A los políticos se les cae la baba ensalzando la participación de sus líderes en los Acuerdos de Paz, mientras se olvidan de las causas de la guerra, las mismas que ahora —manifestadas de otra manera— están detrás de la violencia primitiva y delincuente que sufrimos. Se han olvidado que las víctimas tuvieron mayor protagonismo que ellos en el proceso de paz. Y que fueron esas víctimas las que crearon una conciencia nacional e internacional de oposición a la guerra que se impuso al fin sobre la locura. Quienes privilegiaban el exterminio asesino de quienes no pensaban como ellos, y quienes profesaban una fe ciega en la revolución violenta y en el mecanismo brutal de cambio que es la guerra tuvieron que rendirse ante la evidencia de que ningún poder armado valía tanto como la vida de un niño campesino asesinado en El Mozote o el Sumpul.
Pero esa racionalidad, impuesta desde la sociedad civil, no ha penetrado plenamente en los políticos, que siguieron buscando sus ventajas individuales o de grupo antes que el bien de los más pobres, de las grandes mayorías del país. Hoy el desafío sigue siendo el mismo. Falta un sistema de salud único que no margine a tres cuartas partes de la población, como ocurre en la actualidad. Falta un sistema de pensiones que sepa reconocer el derecho básico a una ancianidad segura para el trabajo reproductivo de las mujeres en el hogar y, por supuesto, para el trabajo duro de los campesinos y otros sectores excluidos del sistema. Falta una educación equitativa, que no produzca esas diferencias tan impresionantes entre colegios selectivos y colegios públicos. Falta generosidad en quienes tienen dinero y falta también un sistema impositivo que redistribuya la riqueza de un modo más justo.
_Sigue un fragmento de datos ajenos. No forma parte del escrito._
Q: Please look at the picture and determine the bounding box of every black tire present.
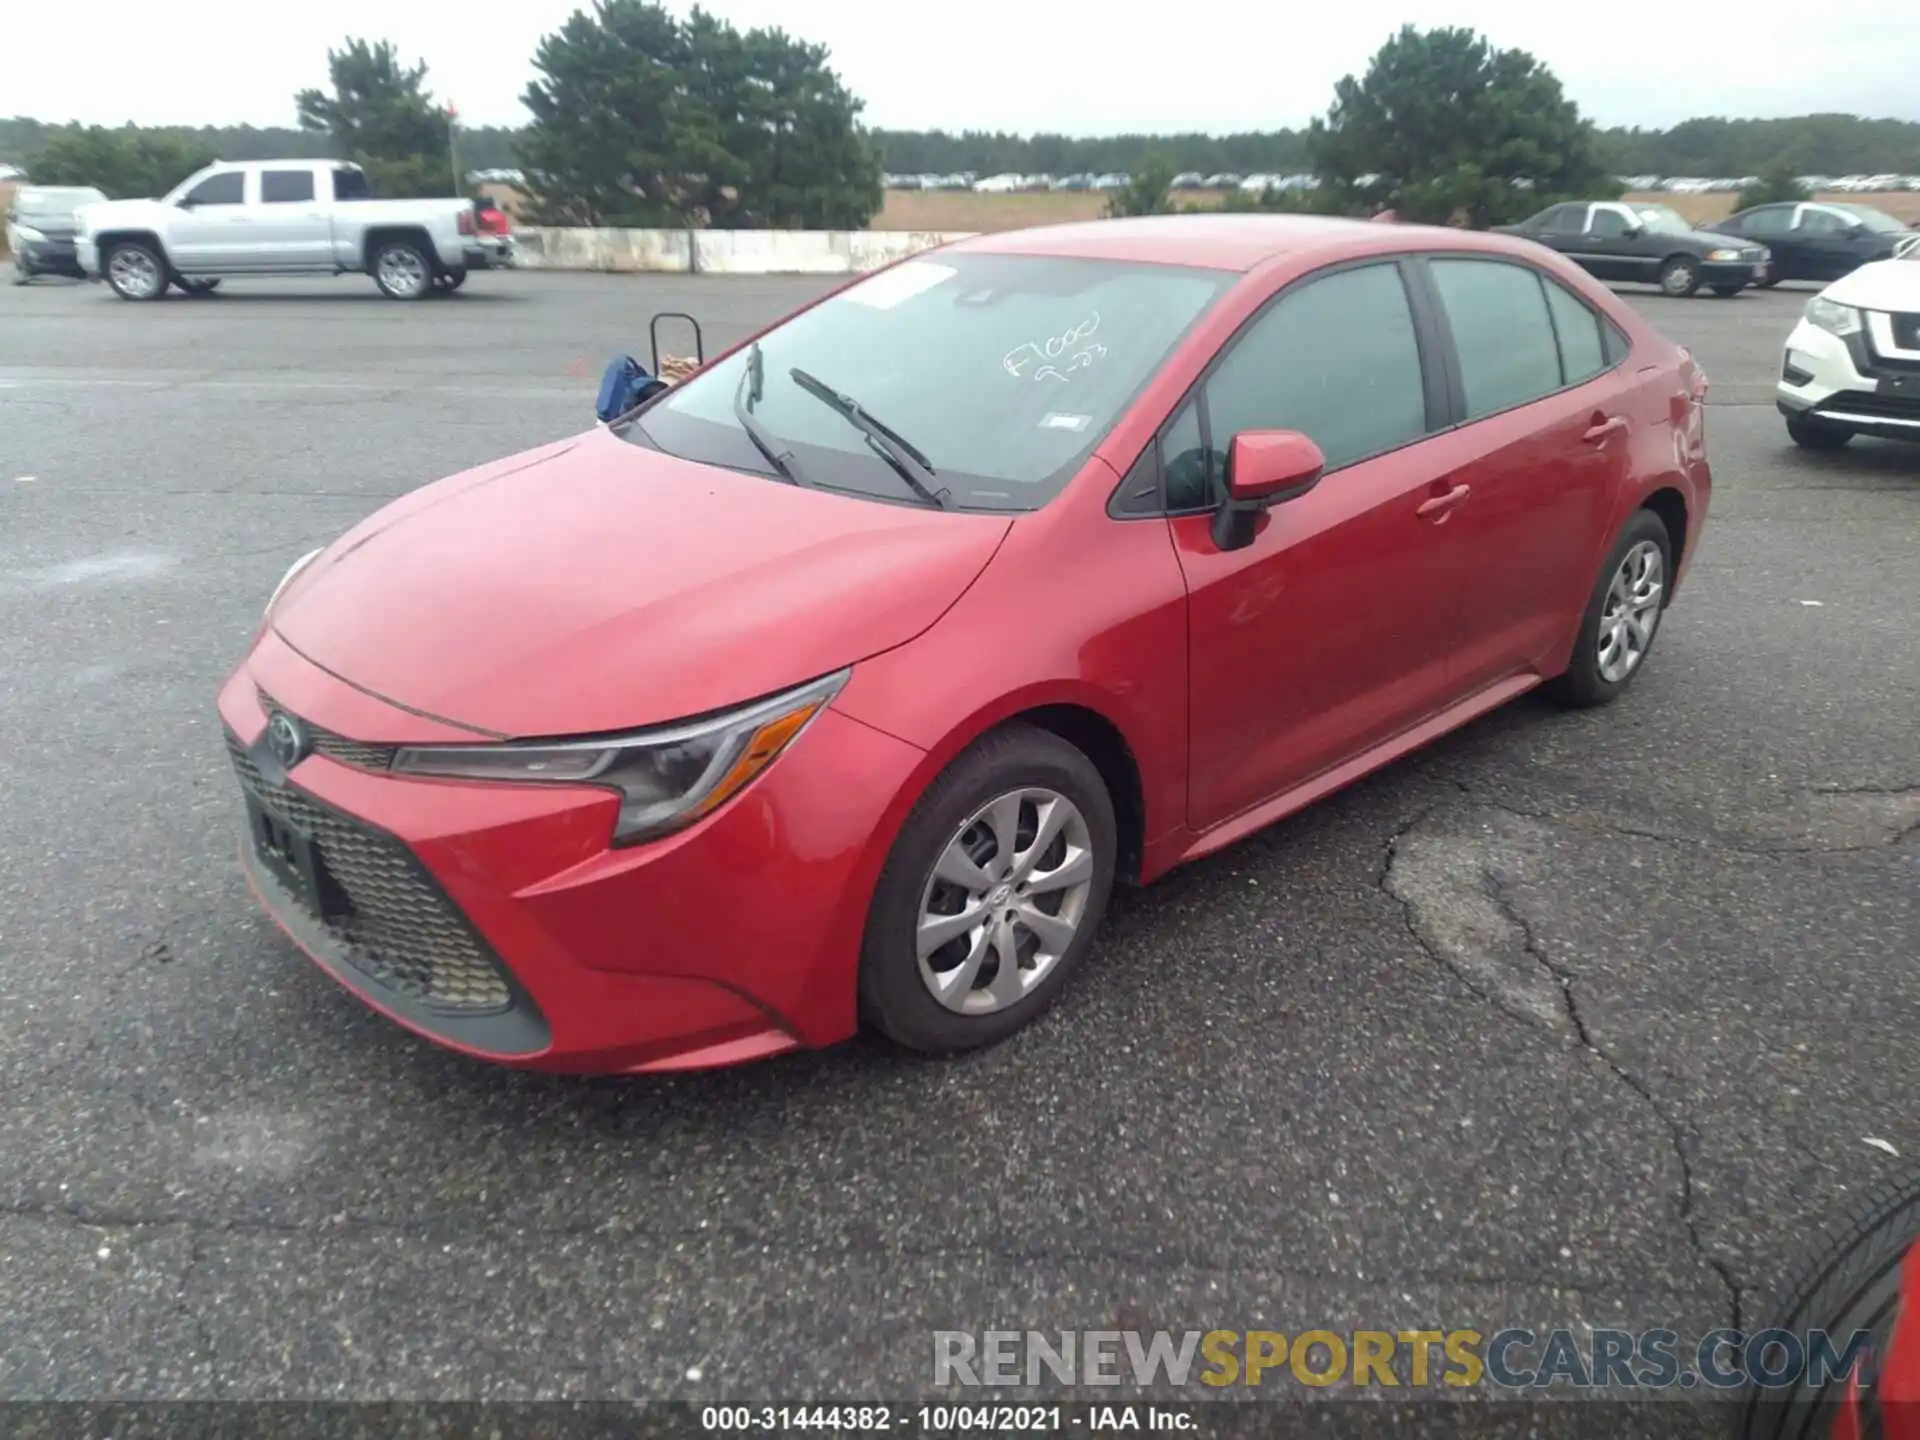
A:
[173,276,220,296]
[369,238,434,300]
[1660,255,1704,297]
[1711,285,1744,297]
[1732,1167,1920,1439]
[103,240,169,301]
[859,723,1117,1054]
[1786,415,1854,451]
[1547,508,1674,709]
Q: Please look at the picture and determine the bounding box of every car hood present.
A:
[270,426,1013,737]
[1823,257,1920,310]
[76,197,171,232]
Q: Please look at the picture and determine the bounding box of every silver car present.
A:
[9,185,109,284]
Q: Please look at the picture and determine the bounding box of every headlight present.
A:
[1706,248,1743,262]
[392,668,850,845]
[12,223,46,244]
[1805,297,1863,338]
[266,547,323,616]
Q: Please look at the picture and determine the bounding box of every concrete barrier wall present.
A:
[512,226,975,275]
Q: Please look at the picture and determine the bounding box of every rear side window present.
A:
[1740,207,1792,238]
[261,170,315,204]
[1542,278,1606,384]
[1200,262,1429,478]
[1429,259,1562,417]
[183,172,244,206]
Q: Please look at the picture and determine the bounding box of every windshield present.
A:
[632,253,1235,511]
[1634,206,1695,236]
[1834,205,1911,235]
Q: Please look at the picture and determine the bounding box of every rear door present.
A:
[167,169,249,271]
[1411,256,1634,692]
[250,167,332,270]
[1730,205,1796,278]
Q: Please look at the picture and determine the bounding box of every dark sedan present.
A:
[7,184,108,283]
[1705,200,1918,287]
[1494,200,1769,297]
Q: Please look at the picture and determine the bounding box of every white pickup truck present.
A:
[75,159,513,301]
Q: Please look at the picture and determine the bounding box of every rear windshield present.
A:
[631,253,1235,512]
[16,187,106,217]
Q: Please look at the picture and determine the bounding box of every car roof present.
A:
[947,213,1552,273]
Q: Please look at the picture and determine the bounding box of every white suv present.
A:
[1777,239,1920,449]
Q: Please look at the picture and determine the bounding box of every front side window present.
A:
[183,171,244,206]
[261,170,315,204]
[1797,207,1851,235]
[1430,258,1562,418]
[1631,205,1696,236]
[1590,208,1632,238]
[334,168,371,200]
[634,253,1235,512]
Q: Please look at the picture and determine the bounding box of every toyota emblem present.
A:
[265,710,311,769]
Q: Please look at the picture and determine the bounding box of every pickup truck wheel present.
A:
[371,240,432,300]
[173,277,220,296]
[105,241,168,301]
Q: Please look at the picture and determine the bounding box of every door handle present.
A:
[1416,483,1471,520]
[1583,416,1628,444]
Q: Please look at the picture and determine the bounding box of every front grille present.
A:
[256,688,398,770]
[1815,389,1920,423]
[228,733,513,1013]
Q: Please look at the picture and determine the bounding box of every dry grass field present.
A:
[877,186,1920,232]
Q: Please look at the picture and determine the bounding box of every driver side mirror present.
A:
[1623,225,1644,240]
[176,196,197,208]
[1211,430,1325,552]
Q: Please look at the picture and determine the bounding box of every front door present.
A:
[1170,259,1466,831]
[167,169,250,272]
[1585,205,1653,284]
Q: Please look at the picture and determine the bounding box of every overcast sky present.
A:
[13,0,1920,134]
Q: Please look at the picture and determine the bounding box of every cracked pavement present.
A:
[1,274,1915,1413]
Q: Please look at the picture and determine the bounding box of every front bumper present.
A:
[1776,318,1920,441]
[1699,258,1765,289]
[218,632,925,1072]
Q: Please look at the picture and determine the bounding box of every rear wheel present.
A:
[859,724,1116,1054]
[104,241,168,300]
[1786,415,1854,451]
[370,239,433,300]
[1547,509,1672,708]
[1659,255,1703,297]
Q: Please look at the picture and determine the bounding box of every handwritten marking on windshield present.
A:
[1003,314,1103,383]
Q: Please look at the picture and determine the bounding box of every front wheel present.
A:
[370,240,433,300]
[1787,415,1854,451]
[1659,255,1703,297]
[104,241,169,300]
[1547,509,1673,709]
[859,724,1117,1054]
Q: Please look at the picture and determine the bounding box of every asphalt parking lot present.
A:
[1,269,1916,1417]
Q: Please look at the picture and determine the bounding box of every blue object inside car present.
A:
[596,356,668,423]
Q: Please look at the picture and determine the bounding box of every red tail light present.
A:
[457,209,475,236]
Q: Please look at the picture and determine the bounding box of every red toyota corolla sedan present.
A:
[220,214,1711,1073]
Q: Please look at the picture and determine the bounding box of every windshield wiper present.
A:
[734,344,811,489]
[786,367,952,510]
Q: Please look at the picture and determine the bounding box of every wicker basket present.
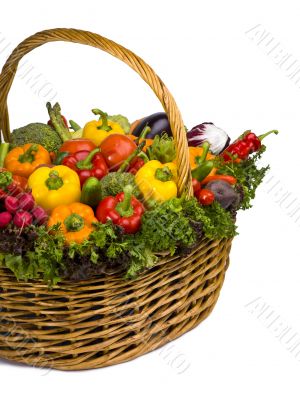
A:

Es demasiada la incoherencia con los Acuerdos de Paz como para que su aniversario se convierta solamente en una fiesta. Tiene que ser, al mismo tiempo, oportunidad y espacio de reflexión, momento de exigencia y determinación de caminar más y mejor; avanzar a grandes pasos en el desarrollo y realización de los derechos económicos y sociales de los que nuestro pueblo está hambriento.